Previously, RBI had provided specific prudential measures and reporting requirements in respect of Non-Cooperative Borrowers on ‘Framework for Revitalizing Distressed Assets in the Economy - Guidelines on Joint Lenders’ Forum (JLF) and Corrective Action Plan (CAP)’.

RBI has now advised all banks/FIs to take some additional measures in classifying/declassifying a borrower as non-cooperative borrower and reporting information on such borrowers to Central Repository of Information on Large Credits (CRILC). The additional measures to be followed is detailed in the circular like Committee of higher functionaries headed by an Executive Director and consisting of two other senior officers of the rank of General Managers / Deputy General Managers as decided by the Board of the concerned bank / FI, Show Cause Notice to the concerned borrower and order of the Committee should be reviewed by another Committee headed by the Chairman / CEO and MD and consisting, in addition, of two independent directors of the Bank / FI

DBR.No.CID.BC.54/20.16.064/2014-15 December 22, 2014

Overseas Direct Investments by Indian Party – Rationalization / Liberalization

In order to grant more flexibility to the Indian party, RBI has further liberalized certain regulations related to Overseas Direct Investments by Indian Party as under.

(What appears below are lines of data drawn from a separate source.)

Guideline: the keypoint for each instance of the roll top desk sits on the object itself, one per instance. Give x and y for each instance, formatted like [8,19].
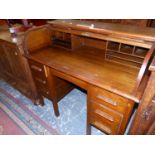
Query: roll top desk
[109,61]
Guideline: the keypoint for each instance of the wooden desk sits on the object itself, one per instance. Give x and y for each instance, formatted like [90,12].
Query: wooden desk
[80,55]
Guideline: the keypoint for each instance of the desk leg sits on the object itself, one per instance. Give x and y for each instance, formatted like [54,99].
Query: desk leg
[39,101]
[56,109]
[88,129]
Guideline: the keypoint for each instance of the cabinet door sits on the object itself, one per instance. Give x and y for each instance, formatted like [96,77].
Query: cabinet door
[4,62]
[15,61]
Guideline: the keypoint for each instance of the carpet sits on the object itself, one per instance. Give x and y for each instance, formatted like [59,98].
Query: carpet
[17,119]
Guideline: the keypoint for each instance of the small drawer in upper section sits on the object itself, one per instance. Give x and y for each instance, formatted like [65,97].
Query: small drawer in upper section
[61,39]
[37,69]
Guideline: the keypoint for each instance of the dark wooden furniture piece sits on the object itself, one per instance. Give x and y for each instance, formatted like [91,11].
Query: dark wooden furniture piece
[14,67]
[136,22]
[109,61]
[144,121]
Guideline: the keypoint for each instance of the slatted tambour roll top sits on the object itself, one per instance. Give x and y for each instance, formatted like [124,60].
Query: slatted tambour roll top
[38,38]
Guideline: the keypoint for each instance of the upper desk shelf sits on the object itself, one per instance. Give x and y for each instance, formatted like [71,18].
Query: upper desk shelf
[94,51]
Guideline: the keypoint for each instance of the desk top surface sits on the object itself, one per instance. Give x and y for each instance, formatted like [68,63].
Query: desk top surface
[144,33]
[88,64]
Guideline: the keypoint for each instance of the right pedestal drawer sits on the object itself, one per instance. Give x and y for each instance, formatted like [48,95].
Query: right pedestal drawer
[108,111]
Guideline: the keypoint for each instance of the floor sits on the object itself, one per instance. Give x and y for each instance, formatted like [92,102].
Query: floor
[72,119]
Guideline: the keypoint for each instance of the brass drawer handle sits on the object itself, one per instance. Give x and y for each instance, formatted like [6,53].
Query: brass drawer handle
[36,68]
[105,115]
[108,100]
[41,81]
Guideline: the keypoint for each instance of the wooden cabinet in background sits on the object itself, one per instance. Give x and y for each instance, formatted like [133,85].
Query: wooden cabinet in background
[14,68]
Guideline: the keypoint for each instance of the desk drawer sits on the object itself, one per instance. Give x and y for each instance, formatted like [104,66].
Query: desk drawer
[109,99]
[105,118]
[37,69]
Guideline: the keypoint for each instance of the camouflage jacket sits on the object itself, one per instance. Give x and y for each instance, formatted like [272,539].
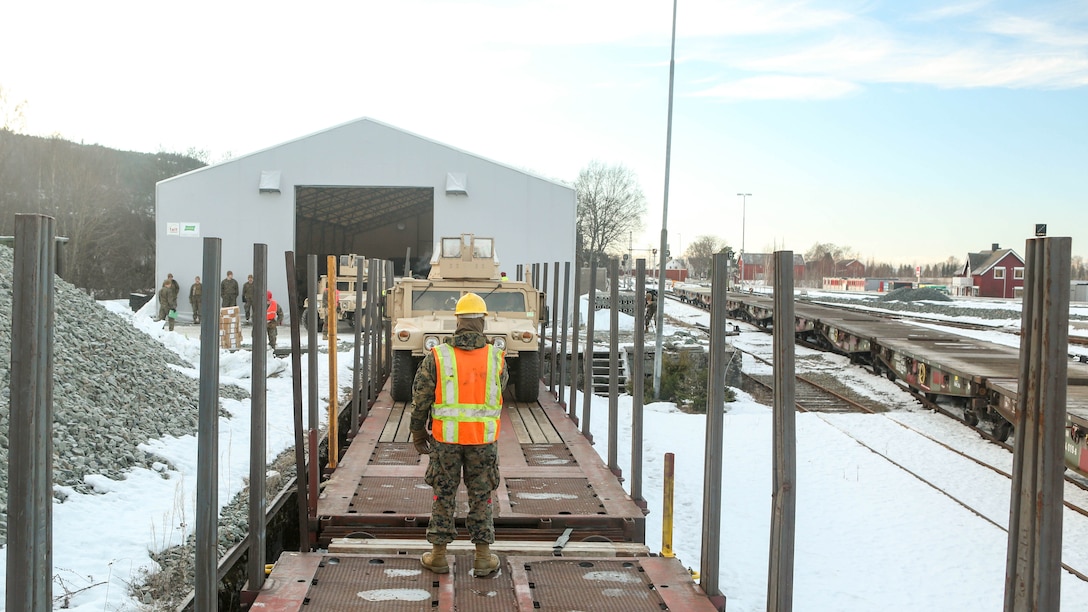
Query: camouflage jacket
[168,298]
[229,288]
[427,378]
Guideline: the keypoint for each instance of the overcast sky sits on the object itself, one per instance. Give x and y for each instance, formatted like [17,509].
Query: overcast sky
[909,131]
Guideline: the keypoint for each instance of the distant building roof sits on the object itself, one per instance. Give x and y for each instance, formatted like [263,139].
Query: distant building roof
[980,262]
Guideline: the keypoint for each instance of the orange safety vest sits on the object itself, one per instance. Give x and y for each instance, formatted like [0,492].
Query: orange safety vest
[468,396]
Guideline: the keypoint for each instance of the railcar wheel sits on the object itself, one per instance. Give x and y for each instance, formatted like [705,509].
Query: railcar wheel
[404,374]
[969,417]
[527,381]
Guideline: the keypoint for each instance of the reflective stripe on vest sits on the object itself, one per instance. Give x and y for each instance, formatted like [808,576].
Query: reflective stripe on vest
[467,398]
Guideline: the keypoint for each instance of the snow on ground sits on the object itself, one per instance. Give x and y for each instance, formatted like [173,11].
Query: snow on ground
[869,536]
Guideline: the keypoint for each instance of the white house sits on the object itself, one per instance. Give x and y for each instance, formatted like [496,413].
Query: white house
[361,187]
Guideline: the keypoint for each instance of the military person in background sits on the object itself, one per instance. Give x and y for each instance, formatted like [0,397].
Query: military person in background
[168,304]
[274,318]
[229,289]
[464,411]
[174,286]
[195,293]
[247,295]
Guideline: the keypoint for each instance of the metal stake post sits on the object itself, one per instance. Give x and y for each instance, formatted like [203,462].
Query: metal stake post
[207,519]
[311,357]
[541,269]
[555,314]
[783,500]
[31,425]
[576,346]
[331,321]
[258,411]
[296,382]
[638,383]
[563,341]
[363,334]
[614,367]
[374,345]
[1033,566]
[359,364]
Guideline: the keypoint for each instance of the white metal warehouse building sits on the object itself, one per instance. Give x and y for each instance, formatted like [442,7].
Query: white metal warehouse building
[362,187]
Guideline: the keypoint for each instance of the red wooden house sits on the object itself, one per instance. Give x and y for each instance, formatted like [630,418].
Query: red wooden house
[998,272]
[850,269]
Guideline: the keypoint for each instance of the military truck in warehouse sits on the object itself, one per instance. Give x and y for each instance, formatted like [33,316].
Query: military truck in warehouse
[421,313]
[345,293]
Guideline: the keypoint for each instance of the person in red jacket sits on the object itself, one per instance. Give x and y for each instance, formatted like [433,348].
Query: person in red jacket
[459,389]
[274,317]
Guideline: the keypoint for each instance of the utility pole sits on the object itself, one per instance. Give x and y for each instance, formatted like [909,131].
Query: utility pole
[665,219]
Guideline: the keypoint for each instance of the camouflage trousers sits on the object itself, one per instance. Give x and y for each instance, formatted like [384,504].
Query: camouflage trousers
[480,466]
[271,326]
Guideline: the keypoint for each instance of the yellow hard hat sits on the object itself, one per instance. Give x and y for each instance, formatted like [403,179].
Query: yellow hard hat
[471,306]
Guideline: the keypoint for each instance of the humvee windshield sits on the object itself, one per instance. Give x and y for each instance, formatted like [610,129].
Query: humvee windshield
[435,301]
[514,302]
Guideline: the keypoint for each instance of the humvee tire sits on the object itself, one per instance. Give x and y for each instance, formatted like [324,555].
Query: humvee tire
[404,375]
[527,377]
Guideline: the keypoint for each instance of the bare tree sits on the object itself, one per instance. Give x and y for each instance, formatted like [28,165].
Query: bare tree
[610,206]
[12,113]
[700,254]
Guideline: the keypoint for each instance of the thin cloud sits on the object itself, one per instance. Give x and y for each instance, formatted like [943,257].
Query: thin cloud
[973,50]
[780,87]
[951,11]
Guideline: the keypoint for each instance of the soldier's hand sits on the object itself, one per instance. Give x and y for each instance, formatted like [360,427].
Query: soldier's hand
[421,440]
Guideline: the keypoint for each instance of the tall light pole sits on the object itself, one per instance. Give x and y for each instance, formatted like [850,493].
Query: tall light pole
[743,203]
[665,218]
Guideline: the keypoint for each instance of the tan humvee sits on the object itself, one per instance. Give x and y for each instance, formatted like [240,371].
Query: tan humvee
[421,311]
[345,293]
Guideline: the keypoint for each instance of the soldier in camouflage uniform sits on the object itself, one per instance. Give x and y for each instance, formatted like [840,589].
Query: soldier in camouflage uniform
[229,290]
[247,296]
[168,304]
[458,447]
[195,292]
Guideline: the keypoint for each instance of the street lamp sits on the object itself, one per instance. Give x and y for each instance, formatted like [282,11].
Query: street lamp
[743,203]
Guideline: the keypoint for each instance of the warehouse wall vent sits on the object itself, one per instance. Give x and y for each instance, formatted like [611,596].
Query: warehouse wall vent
[457,184]
[270,182]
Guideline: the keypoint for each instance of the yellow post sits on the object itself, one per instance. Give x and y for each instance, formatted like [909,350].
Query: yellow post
[667,511]
[333,392]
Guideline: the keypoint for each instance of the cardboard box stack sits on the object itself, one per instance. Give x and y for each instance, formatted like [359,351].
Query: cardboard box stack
[230,328]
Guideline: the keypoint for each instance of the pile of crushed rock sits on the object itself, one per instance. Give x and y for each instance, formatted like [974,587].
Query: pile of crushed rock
[113,389]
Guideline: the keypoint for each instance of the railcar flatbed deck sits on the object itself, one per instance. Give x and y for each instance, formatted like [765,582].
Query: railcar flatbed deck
[552,479]
[322,582]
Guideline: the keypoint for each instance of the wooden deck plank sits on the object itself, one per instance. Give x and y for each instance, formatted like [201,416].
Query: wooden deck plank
[551,436]
[517,424]
[404,431]
[390,431]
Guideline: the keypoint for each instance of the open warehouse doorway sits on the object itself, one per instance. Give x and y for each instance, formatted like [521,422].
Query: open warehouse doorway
[375,222]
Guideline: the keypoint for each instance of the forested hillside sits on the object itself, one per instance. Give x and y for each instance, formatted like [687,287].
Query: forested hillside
[102,199]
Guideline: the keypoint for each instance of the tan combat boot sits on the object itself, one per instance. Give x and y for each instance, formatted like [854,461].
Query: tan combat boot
[435,560]
[484,563]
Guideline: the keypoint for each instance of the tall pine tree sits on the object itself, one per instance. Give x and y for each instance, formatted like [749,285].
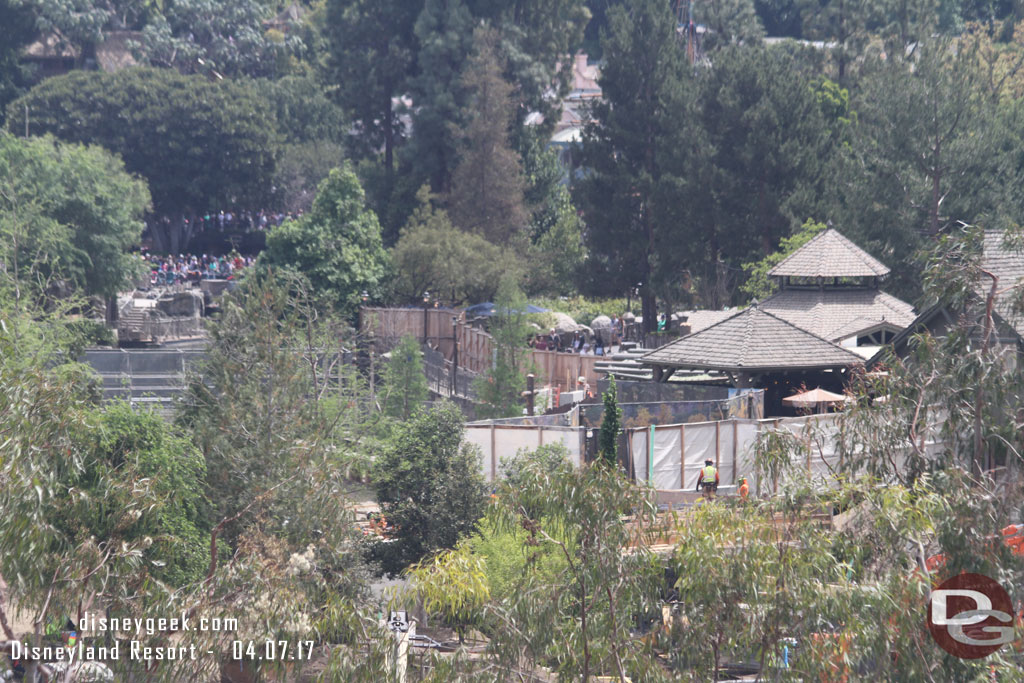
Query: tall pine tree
[628,196]
[487,184]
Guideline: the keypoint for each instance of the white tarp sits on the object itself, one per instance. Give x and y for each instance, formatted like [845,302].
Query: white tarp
[728,442]
[505,441]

I. Creation of charge on shares of JV / WOS / step down subsidiary (SDS) in favour of domestic / overseas lender

II. Creation of charge on the domestic assets in favour of overseas lenders to the JV / WOS / step down subsidiary

III. Creation of charge on overseas assets in favour of domestic lender.

Detailed procedures are listed in referred circular.

A.P. (DIR Series) Circular No.54 dated December 29, 2014

Mobile Banking Transactions in India - Operative Guidelines for Banks

After issuing consolidated guidelines related to mobile banking, RBI has noted lack of awareness as well as standardization of procedures at banks which have led to a situation of slow pick-up of mobile banking services despite the high mobile density in the country. This is of particular importance when customers are using inter-operable mobile banking platforms. RBI has further observed that there is a need for greater degree of standardization in procedures relating to on-boarding of customers for mobile banking (new customers, existing account holders whose mobile numbers are available with the bank but not registered for mobile banking, and existing account holders where mobile number is not available with the bank), as also the subsequent processes for authentication, including accessible options for generation of MPIN by customers.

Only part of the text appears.